Decimal Precision and Scale
When working with decimal fields, you need to understand two key parameters:
- Precision: The total number of significant digits (both before and after the decimal point)
- Scale: The number of digits after the decimal point
The rules for defining decimals are:
# No precision/scale specified - uses maximum precision (38) with scale 0
field :amount1, :decimal # Equivalent to INTEGER with 38 digits
# Only precision specified - scale defaults to 0
field :amount2, :decimal, precision: 10 # 10 digits, no decimal places
# Only scale specified - uses maximum precision (38)

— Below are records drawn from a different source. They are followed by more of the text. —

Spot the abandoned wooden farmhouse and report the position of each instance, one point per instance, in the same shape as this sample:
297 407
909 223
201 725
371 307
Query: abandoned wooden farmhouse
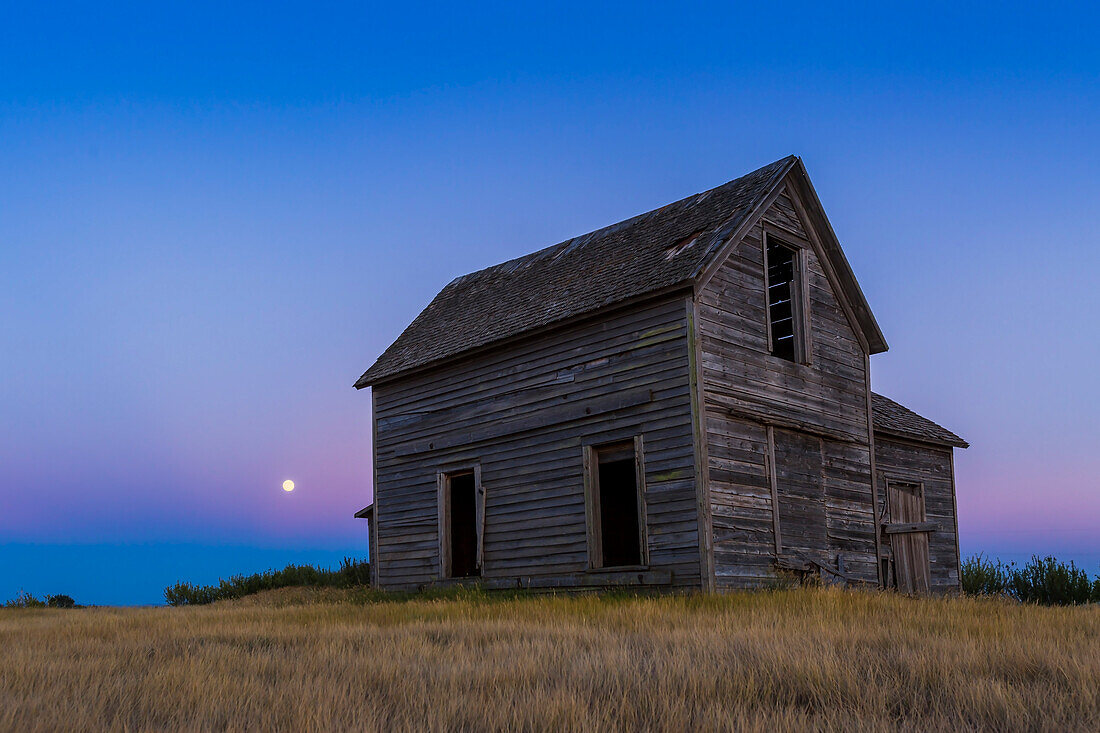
679 401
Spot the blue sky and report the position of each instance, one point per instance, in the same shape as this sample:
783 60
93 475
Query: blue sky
212 219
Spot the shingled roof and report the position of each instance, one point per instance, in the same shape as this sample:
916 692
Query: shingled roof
891 418
649 253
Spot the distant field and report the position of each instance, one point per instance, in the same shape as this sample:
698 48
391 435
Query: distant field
297 659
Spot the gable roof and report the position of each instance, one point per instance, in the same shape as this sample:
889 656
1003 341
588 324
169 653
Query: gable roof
891 418
649 253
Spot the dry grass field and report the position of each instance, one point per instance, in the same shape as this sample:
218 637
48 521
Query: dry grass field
299 659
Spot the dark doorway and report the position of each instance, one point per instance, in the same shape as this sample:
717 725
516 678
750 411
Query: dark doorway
463 525
618 506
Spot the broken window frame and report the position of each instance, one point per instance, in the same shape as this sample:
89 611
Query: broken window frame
443 482
800 299
592 501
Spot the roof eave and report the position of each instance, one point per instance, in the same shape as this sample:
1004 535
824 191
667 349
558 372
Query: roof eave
371 380
957 442
872 334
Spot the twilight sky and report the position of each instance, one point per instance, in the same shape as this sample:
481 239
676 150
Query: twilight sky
212 220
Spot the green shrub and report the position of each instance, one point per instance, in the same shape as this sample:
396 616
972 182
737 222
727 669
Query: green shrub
1051 582
1041 580
24 600
985 577
350 573
62 601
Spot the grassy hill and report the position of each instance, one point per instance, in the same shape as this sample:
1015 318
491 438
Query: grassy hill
330 658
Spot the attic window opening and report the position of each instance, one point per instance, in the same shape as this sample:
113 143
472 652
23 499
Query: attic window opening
785 329
682 244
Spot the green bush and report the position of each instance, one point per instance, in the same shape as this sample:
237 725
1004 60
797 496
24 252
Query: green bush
24 600
983 577
1041 580
1051 582
350 573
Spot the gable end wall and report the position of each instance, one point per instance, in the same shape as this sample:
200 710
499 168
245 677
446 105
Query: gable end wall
817 438
519 413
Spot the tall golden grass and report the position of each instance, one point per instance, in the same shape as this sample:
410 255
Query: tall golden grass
815 658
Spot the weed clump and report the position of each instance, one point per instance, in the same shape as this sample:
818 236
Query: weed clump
351 573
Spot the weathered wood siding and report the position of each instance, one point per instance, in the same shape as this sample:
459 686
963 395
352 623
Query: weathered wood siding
818 416
523 413
930 466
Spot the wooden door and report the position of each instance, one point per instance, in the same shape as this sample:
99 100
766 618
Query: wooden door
912 568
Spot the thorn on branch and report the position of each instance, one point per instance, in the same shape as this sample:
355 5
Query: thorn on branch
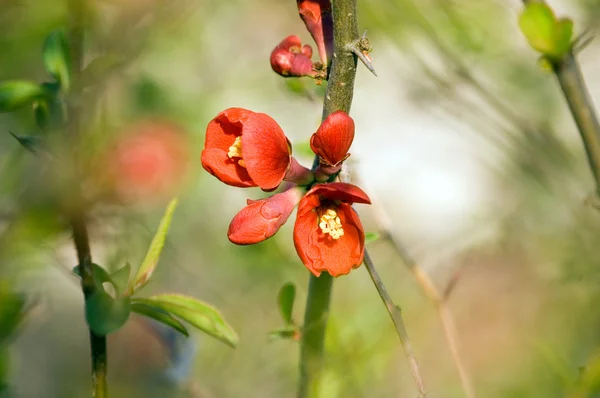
361 48
583 40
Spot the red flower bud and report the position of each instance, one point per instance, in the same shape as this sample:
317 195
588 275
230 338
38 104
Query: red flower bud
333 138
246 149
328 234
262 218
291 58
316 15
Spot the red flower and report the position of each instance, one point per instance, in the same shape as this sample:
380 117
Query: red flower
328 234
148 160
291 58
246 149
333 139
316 15
261 219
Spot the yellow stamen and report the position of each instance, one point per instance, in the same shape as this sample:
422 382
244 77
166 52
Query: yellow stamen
235 151
330 222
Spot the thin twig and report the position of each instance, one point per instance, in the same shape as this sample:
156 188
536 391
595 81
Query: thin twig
396 315
430 290
76 212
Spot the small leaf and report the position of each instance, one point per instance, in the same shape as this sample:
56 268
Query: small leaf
105 314
285 299
17 93
159 315
371 237
57 58
563 33
121 278
289 333
149 264
537 24
196 313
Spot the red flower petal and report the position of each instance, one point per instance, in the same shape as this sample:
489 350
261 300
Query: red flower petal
291 58
318 251
340 191
261 219
333 138
316 15
221 133
266 151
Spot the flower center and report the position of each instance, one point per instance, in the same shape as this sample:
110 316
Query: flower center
235 151
329 222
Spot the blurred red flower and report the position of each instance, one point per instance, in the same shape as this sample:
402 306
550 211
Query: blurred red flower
150 158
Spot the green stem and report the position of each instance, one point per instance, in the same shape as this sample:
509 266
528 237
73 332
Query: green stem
582 108
76 212
340 88
313 334
573 86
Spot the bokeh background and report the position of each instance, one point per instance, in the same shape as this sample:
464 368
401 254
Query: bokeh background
464 143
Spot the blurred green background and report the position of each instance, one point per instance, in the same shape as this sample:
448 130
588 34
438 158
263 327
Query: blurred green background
464 143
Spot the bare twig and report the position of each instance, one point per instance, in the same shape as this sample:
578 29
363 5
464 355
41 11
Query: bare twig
396 315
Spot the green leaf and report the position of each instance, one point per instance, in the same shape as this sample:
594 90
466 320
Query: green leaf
371 237
100 68
12 311
145 271
17 93
196 313
537 24
100 275
563 33
121 278
285 299
289 333
105 314
57 59
158 315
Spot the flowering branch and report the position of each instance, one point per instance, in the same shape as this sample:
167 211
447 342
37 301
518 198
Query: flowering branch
347 47
76 213
340 89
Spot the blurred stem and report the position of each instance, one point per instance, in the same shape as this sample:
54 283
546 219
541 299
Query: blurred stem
76 212
573 86
340 89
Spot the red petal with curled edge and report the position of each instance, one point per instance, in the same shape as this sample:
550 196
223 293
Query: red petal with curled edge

field :amount3, :decimal, scale: 2 # 38 digits with 2 decimal places
# Both precision and scale specified
field :amount4, :decimal, precision: 10, scale: 2 # 10 digits with 2 decimal places
Financial Data Example
Here's a practical example for a financial application:
require "parquet"
require "bigdecimal"
# Schema for financial transactions
schema = Parquet::Schema.define do
field :transaction_id, :string, nullable: false
field :timestamp, :timestamp_millis, nullable: false
field :amount, :decimal, precision: 12, scale: 2 # Supports up to 10^10 with 2 decimal places
field :balance, :decimal, precision: 16, scale: 2 # Larger precision for running balances
field :currency, :string
field :exchange_rate, :decimal, precision: 10, scale: 6 # 6 decimal places for forex rates
field :fee, :decimal, precision: 8, scale: 2, nullable: true # Optional fee
field :category, :string
end
# Sample financial data
transactions = [
[
"T-12345",
Time.now,
BigDecimal("1256.99"), # amount (directly using BigDecimal)
BigDecimal("10250.25"), # balance
"USD",
BigDecimal("1.0"), # exchange_rate
BigDecimal("2.50"), # fee
"Groceries"
],
[
"T-12346",
Time.now - 86400, # yesterday
BigDecimal("-89.50"), # negative amount for withdrawal
BigDecimal("10160.75"), # updated balance
"USD",
BigDecimal("1.0"), # exchange_rate
nil, # no fee
"Transportation"
],
[
"T-12347",
Time.now - 172800, # two days ago
BigDecimal("250.00"), # amount
BigDecimal("10410.75"), # balance
"EUR", # different currency
BigDecimal("1.05463"), # exchange_rate
BigDecimal("1.75"), # fee
"Entertainment"
]
]
# Write financial data to Parquet file
Parquet.write_rows(transactions.each, schema: schema, write_to: "financial_data.parquet")
# Read back transactions
Parquet.each_row("financial_data.parquet") do |transaction|
# Access decimal fields as BigDecimal objects
puts "Transaction: #{transaction['transaction_id']}"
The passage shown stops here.